We are still trying to piece apart the qualities of different types of music on different people. For example, if a piece of music has a groove, does it make a difference? If it’s music that you like, does that make a difference? And are any benefits really about music being a pacing signal, like a metronome, in which case maybe people’s natural beat perception ability is a factor? 

Julie: And has research been able to answer some of those underlying questions?

What we’ve learned is that it’s true that music that makes people want to move has a more significant effect on movement in terms of stride velocity and step length, and this is also true of people living with Parkinson’s, though to a lesser degree. And, surprisingly, we found that it doesn’t matter whether you enjoy the music or not. The ability to feel the beat seems to impact people’s ability to take advantage of music, but even that isn’t always the case. Musical training doesn’t seem to explain a lot of the variance we see either. In every study, some individuals seem to show a significant benefit from a musical intervention while others do not. It will take a lot more piloting, testing and optimizing of these mechanisms on people who don’t already have a disease burden for us to understand precisely how music might positively impact the motor system of people with Parkinson’s.

Julie: Are there any breakthroughs on the horizon that might help answer some of the questions?

Yes! One of the research limitations has been that we have been using functional magnetic resonance imaging (fMRI) to do this research, and it’s not the best environment because you can’t walk in an MRI scanner, and it’s very noisy. However, our lab has recently obtained a portable technology called functional near-infrared spectroscopy (fNIRS). It’s a cap, so it’s a versatile option for really looking at the interactions between the auditory sound processing areas and movement processing areas while people are walking.  

I’m excited about this because I think it will help us figure out what is going on in the brain by looking at different groups of people and figuring out the mechanism of what happens when they move to music. Then the next step will be figuring out whose brains will respond positively and why.

Julie: Despite the questions that remain, would you say it’s a good idea for people living with Parkinson’s to try incorporating music and movement into their lives?

I think so because one of the brilliant things about music is you can tailor it to what you want, and there are no adverse side effects. There is no harm in trying – it’s free. We know that moving together as a group to music is something that humans like to do. It leads to enjoyment and improved social support, which translates to health and social benefits that are pretty important, in addition to any potential movement benefits. So, I would say yes, try incorporating music and movement into your life somehow.
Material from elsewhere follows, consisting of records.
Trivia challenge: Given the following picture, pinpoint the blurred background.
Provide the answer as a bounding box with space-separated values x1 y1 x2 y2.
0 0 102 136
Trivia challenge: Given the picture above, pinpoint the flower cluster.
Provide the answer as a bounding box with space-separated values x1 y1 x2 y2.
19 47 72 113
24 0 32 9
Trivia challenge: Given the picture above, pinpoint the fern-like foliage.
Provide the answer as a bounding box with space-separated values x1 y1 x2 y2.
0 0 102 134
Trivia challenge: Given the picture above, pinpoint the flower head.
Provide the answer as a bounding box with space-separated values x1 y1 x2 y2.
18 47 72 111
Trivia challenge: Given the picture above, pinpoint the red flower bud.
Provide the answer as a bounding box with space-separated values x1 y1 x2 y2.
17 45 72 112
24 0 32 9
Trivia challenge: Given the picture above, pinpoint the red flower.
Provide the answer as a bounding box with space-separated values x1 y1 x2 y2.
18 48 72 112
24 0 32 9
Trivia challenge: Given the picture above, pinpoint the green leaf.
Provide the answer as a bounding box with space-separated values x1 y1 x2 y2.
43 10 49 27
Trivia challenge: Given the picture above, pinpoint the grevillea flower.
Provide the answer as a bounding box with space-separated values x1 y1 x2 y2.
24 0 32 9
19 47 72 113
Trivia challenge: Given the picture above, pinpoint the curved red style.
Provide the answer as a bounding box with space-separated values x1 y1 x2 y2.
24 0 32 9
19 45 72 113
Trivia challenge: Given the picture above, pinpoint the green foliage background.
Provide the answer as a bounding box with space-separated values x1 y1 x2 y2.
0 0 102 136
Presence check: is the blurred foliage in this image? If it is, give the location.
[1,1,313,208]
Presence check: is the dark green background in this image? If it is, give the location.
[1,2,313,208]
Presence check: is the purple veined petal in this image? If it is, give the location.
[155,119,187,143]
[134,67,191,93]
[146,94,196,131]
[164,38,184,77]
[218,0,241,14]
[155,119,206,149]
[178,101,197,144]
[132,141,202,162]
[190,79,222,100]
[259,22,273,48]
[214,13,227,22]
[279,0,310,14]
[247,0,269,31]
Increased research demonstrating the therapeutic effectiveness of modalities like music is a necessary step to a better quality of life for people living with Parkinson’s. Thanks to supporters like you, Dr. Grahn and other researchers in the field can continue their essential work to understand the relationship between music and Parkinson’s movement symptoms, speech, cognitive issues, and even mental health.

Another current example of ongoing work is Parkinson Canada’s co-funding of the research of PhD Candidate Esztella Vezer, who ran a choir as part of her master’s research. She noticed that singers who participated gained confidence and stronger, louder voices. She is now exploring the role of social connection and functioning in Parkinson’s severity.

This vital work will continue and yield answers to these and other questions with your support.